13 janvier : vendredi 1° semaine ordinaire. L’amour est imaginatif à l’infini

Dans le texte d’Evangile que nous venons d’entendre, comme dans la plupart des textes, il y a beaucoup de silences, de non-dits. Je l’ai déjà évoqué, personnellement, j’accueille ces silences de l’Evangile comme une invitation du Saint-Esprit à nous y glisser par la méditation pour que notre imagination puisse, comme nous y invite St Ignace, se mettre au service de notre foi. C’est pourquoi, je trouve dommage l’engouement actuel pour les révélations privées.

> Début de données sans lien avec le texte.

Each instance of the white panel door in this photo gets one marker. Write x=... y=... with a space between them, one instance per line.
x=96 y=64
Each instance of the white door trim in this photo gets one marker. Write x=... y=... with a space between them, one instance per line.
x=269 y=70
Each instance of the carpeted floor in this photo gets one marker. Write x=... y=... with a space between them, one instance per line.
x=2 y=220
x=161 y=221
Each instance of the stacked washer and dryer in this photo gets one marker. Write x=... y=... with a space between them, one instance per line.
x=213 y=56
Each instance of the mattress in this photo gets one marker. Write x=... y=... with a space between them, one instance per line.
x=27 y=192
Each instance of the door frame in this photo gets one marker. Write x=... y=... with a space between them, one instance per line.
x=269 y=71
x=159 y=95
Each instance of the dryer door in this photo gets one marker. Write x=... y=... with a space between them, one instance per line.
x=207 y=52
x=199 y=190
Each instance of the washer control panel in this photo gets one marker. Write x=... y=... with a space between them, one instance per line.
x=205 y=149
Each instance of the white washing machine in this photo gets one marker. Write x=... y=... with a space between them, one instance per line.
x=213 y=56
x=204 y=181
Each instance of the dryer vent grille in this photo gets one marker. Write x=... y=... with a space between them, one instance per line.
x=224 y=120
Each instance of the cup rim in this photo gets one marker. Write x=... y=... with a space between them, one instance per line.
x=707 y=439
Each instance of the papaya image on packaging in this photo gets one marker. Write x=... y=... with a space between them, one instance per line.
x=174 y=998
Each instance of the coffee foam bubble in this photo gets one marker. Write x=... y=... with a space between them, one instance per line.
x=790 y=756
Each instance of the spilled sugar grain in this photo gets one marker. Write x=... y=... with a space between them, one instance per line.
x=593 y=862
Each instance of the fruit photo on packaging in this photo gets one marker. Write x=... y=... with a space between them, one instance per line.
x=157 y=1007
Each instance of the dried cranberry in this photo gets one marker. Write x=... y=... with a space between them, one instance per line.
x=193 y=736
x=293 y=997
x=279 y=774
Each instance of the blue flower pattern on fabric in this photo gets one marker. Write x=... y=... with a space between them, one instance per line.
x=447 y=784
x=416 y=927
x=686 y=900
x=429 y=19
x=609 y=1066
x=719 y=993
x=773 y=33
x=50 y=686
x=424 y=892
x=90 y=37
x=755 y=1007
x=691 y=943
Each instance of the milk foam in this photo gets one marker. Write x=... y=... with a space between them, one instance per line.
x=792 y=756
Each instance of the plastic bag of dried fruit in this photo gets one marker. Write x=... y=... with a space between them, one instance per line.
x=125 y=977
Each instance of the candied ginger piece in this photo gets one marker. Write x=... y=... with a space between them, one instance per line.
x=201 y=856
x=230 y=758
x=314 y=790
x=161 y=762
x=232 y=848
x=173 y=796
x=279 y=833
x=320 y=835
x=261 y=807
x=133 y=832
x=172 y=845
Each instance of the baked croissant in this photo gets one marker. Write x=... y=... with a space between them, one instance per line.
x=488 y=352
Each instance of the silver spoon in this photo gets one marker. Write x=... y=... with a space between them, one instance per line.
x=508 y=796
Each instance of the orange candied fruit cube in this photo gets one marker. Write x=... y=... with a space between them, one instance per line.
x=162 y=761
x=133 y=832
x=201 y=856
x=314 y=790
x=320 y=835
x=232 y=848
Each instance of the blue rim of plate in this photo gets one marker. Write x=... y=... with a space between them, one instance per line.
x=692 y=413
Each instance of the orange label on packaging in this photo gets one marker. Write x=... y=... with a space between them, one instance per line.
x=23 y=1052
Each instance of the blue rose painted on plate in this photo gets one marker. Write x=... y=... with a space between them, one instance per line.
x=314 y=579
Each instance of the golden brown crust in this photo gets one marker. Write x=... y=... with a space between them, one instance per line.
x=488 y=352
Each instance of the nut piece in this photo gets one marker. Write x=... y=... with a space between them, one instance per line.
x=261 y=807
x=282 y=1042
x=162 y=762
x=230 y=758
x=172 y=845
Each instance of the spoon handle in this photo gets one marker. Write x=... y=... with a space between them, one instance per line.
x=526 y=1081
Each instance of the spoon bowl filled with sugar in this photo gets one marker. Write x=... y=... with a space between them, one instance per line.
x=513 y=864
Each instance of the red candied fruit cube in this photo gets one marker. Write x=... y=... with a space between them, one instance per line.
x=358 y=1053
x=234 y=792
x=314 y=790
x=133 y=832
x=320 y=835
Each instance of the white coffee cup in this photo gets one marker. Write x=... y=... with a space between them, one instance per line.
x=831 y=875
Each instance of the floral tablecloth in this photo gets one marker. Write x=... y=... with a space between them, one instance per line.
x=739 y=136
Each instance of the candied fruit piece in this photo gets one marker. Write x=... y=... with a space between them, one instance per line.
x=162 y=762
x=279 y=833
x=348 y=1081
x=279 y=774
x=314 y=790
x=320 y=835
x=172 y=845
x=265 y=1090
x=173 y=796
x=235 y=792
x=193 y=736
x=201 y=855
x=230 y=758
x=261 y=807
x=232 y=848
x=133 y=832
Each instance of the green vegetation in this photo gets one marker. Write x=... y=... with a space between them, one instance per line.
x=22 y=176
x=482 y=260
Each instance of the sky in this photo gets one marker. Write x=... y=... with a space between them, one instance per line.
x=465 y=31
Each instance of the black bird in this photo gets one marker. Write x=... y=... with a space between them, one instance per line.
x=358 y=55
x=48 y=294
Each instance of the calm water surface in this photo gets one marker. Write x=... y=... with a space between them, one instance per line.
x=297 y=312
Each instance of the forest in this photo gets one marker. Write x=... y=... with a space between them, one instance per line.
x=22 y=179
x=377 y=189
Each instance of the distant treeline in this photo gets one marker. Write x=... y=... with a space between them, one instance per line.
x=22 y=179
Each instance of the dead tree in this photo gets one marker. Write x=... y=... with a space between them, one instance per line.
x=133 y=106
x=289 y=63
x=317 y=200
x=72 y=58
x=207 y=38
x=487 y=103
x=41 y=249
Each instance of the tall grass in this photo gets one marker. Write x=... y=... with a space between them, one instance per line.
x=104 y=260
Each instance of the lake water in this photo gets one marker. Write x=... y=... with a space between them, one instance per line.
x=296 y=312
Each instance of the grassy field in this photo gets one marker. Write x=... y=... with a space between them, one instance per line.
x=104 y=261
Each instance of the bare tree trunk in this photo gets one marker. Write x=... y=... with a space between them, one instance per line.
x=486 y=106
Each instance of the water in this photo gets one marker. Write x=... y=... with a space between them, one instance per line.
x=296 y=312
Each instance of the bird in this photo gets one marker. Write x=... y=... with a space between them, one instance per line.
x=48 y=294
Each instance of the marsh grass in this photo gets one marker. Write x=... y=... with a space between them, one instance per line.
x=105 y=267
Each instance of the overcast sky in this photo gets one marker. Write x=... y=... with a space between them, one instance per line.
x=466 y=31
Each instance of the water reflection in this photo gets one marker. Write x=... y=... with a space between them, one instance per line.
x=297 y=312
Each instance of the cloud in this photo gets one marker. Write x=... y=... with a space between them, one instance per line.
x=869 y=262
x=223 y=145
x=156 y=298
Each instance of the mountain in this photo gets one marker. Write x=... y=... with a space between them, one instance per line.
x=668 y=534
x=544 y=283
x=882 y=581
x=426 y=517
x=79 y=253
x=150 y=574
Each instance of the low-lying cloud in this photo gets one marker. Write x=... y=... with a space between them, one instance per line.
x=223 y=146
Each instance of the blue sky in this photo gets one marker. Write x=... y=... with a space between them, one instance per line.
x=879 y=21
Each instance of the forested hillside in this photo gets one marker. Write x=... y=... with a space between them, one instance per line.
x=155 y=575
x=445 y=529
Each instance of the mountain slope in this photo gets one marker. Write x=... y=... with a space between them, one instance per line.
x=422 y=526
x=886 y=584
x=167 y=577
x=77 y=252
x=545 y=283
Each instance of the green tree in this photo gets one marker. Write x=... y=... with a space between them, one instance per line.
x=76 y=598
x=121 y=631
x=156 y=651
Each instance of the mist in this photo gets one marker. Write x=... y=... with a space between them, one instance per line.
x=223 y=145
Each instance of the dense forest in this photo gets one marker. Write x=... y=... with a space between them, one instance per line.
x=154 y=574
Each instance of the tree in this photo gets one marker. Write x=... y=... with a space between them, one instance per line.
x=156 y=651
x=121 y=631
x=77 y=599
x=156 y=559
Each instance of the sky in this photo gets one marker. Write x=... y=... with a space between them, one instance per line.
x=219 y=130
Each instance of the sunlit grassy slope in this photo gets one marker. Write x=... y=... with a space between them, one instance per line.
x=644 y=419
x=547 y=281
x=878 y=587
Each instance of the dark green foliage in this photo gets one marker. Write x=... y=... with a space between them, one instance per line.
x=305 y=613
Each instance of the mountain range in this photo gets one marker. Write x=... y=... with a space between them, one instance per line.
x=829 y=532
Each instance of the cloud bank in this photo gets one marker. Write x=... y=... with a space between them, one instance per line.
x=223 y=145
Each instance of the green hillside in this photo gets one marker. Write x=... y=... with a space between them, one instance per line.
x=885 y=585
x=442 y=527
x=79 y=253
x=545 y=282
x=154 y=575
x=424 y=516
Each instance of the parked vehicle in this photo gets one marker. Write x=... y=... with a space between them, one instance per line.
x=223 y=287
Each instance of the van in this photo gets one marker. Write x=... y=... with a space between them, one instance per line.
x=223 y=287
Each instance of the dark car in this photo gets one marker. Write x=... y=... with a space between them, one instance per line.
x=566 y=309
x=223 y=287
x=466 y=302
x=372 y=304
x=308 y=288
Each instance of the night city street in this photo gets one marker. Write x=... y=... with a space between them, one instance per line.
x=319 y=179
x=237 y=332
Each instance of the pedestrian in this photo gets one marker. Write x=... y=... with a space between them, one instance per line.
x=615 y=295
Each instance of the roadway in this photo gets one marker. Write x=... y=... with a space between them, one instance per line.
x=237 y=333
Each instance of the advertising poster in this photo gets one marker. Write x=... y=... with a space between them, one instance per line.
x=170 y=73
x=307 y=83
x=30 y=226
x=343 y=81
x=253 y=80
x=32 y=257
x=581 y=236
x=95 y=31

Il est sans doute vrai que l’Esprit-Saint a parlé à Maria Valtorta et à d’autres ; mais leur a-t-il parlé pour qu’elles comblent ces silences en expliquant et parfois en imposant ce qu’elles ont vu pour dire qu’elles savent ce qui s’est exactement passé et comment ça s’est passé ? Enfin, ce n’est pas forcément elle qui impose mais ses adeptes. Personnellement, j’en doute, mais chacun reste libre. Marthe Robin était plus humble, quand elle relatera ce qu’elle a vu dans les passions qu’elle vivait, elle précisait : je ne dis pas que ça s’est passé comme ça, je dis que c’est ainsi que Jésus me l’a montré ! Plongeons dans le texte, intéressons-nous d’abord à ce que dit le texte et pour ses silences, je vous partage, évidemment sans vous l’imposer, ce que l’Esprit m’a soufflé.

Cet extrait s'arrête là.